Just recently, Instagram joined the ranks of other social networks that allow their users to enable two-factor authentication.
Security experts recommend that all users activate two-factor authentication options whenever possible. In a nutshell, it requires not only a username and password from a user during login but also a one-time code, key or other information given to the user at the time of login that only they could possibly know.
On Instagram, for example, users can opt into two-factor authentication in their settings. The site sends users a six-digit code via text which they need to enter correctly in order to log in. The added layer of security means that if fraudsters are able to steal a user’s login credentials, they still wouldn’t be able to gain access.
The Anti-Phishing Working Group (APWG) released a report last month indicating that 2016 was the worst year in history for phishing scams. The total number of phishing attacks last year was 1,220,523 — a 65 percent increase over the number of attacks recorded in 2015.

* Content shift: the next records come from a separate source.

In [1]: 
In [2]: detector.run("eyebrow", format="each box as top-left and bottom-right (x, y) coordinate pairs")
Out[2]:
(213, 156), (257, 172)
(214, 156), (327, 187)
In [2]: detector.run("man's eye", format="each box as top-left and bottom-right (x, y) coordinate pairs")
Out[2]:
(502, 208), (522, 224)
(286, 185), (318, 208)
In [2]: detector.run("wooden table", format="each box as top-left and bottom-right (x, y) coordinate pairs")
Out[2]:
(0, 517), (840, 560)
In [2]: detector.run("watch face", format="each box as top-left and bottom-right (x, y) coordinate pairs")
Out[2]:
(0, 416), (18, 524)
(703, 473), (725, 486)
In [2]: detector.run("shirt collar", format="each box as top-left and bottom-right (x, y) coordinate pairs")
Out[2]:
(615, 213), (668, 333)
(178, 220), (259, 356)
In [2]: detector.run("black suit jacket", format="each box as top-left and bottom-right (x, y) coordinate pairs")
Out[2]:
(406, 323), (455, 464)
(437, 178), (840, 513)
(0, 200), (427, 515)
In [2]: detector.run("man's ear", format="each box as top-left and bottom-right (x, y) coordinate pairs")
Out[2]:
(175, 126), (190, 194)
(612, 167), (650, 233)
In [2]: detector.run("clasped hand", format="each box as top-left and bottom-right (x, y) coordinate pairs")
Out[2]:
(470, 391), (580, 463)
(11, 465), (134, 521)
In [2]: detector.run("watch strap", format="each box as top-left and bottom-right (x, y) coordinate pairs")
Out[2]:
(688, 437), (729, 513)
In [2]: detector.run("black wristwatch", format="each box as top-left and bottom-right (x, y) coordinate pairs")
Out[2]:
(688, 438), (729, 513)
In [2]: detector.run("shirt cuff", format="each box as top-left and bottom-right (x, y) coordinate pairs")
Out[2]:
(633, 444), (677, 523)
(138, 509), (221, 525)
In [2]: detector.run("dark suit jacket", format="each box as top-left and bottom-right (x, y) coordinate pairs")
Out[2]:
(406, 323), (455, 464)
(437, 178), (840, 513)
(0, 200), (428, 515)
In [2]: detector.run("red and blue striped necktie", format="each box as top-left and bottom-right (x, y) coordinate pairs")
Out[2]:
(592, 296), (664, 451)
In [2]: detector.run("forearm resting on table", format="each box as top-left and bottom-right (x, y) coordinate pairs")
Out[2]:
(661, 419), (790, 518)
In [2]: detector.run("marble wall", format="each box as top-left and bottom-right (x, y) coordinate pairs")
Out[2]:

“Phishing is an attack that relies primarily on fooling people, rather than highly sophisticated technical implementations,” said APWG Senior Research Fellow and iThreat VP Greg Aaron. “For that reason, phishing remains both popular and effective. Also, the APWG’s numbers for 2016 just measure broad-based attacks against consumer brands.”
The number of phishing attacks over the past ten years has generally increased each year. The fourth quarter of 2004 saw 1,609 phishing attacks per month. By the fourth quarter of 2016, the APWG clocked 92,564 attacks per month — an increase of 5,753 percent over 12 years.